By assimilating the phrase structure between the two main phrases, Dylan says: “This is a verse, a full block of music, and nothing else. If there is to be a solo – which there is – it belongs between these verses, not in the middle of them.”
All in all: melodic and harmonic similarity do not equal musical identity. An interpretation based on harmonic progression and underlying melodic structure, would judge the two versions to be virtually identical, but the musical logic behind them are radically different, even down to the fundamental building blocks of verse and refrain, which also means that the musical objects that come out of this, may in fact be more different than they may seem at first glance. When the Deal Goes Down is a song which, although based on Where the Blue, on important points is entirely new: there is some creative input in it, it is based on a different musical logic, there are clear traces of Dylan’s very own phrasing – it is distinctively Dylan and not just a new set of lyrics to a stolen melody.

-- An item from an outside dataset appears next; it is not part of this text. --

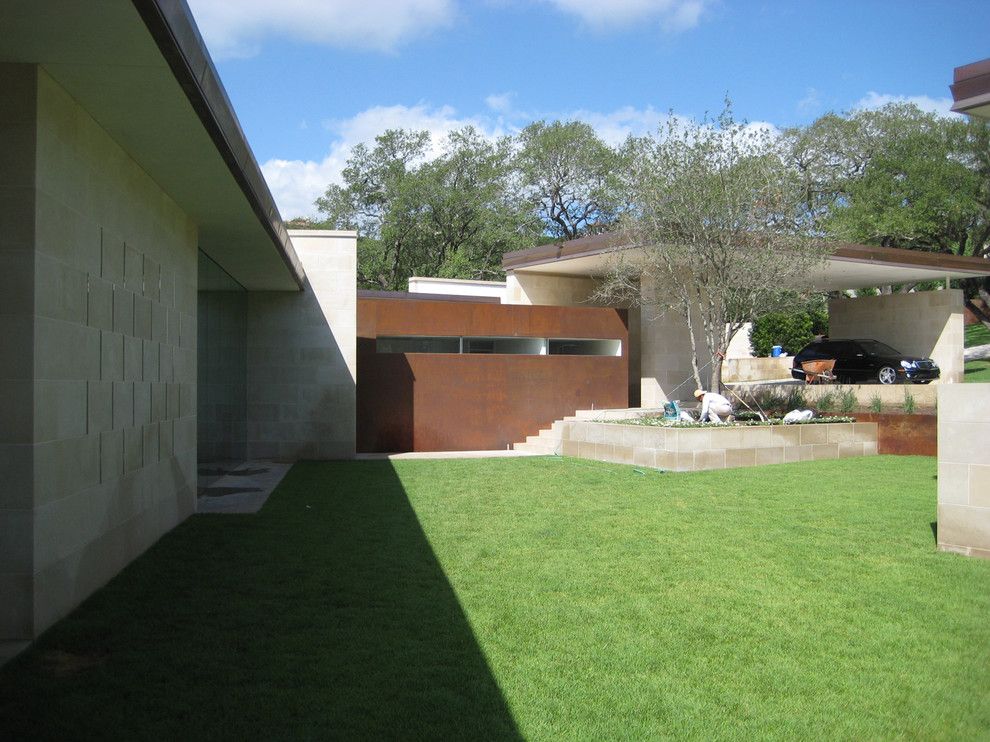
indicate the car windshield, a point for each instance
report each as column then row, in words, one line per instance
column 876, row 348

At least that is what the apologetic reviewer would argue. One thing is missing from his argument, though: most of the above could be said about Dylan’s Sinatra covers as well, which I praised in the issue about Shadows in the Night: he brings in his own distinctive phrasing, the personality of his voice, etc., but that doesn’t make it a song written by Bob Dylan. Musically speaking, When the Deal Goes Down is Dylan’s cover of Where the Blue of the Night, sung to his own new lyrics.
So my qualms with the labelling of this as a song (which must mean: text and melody) that is “Written by Bob Dylan” have not gone away, but I deeply enjoy it all the same, both as yet another insight into the musical brain of Bob Dylan, and as a song in its own right – which most of the time I prefer to hear sung by Bing Crosby. But then again: I’ve always been a sucker for Jiminy Cricket.
This text is partly based on a section in a blog post about the various accusations of plagiarism that have been directed against Dylan over the years. It has been substantially rewritten and expanded, however.
Lyrically and musically he has been a collage artist for a long long time.
That is true, although in many different ways over the years, some more palatable, others more on the dubious side, both aesthetically and even legally, I would say. I draw a sharp line between plagiarism and collage art, and that line is quite clearly illustrated by the two areas in which accusations have been made: the musical and the lyrical. I think the borrowings from Timrod and Ovid and guide books from New Orleans and what not (and in earlier years: from movies and from nursery rhyme) are potentially quite fascinating. Musically, though: to lift a whole arrangement is not collage. At best, it is intertexuality, at worst - well: theft.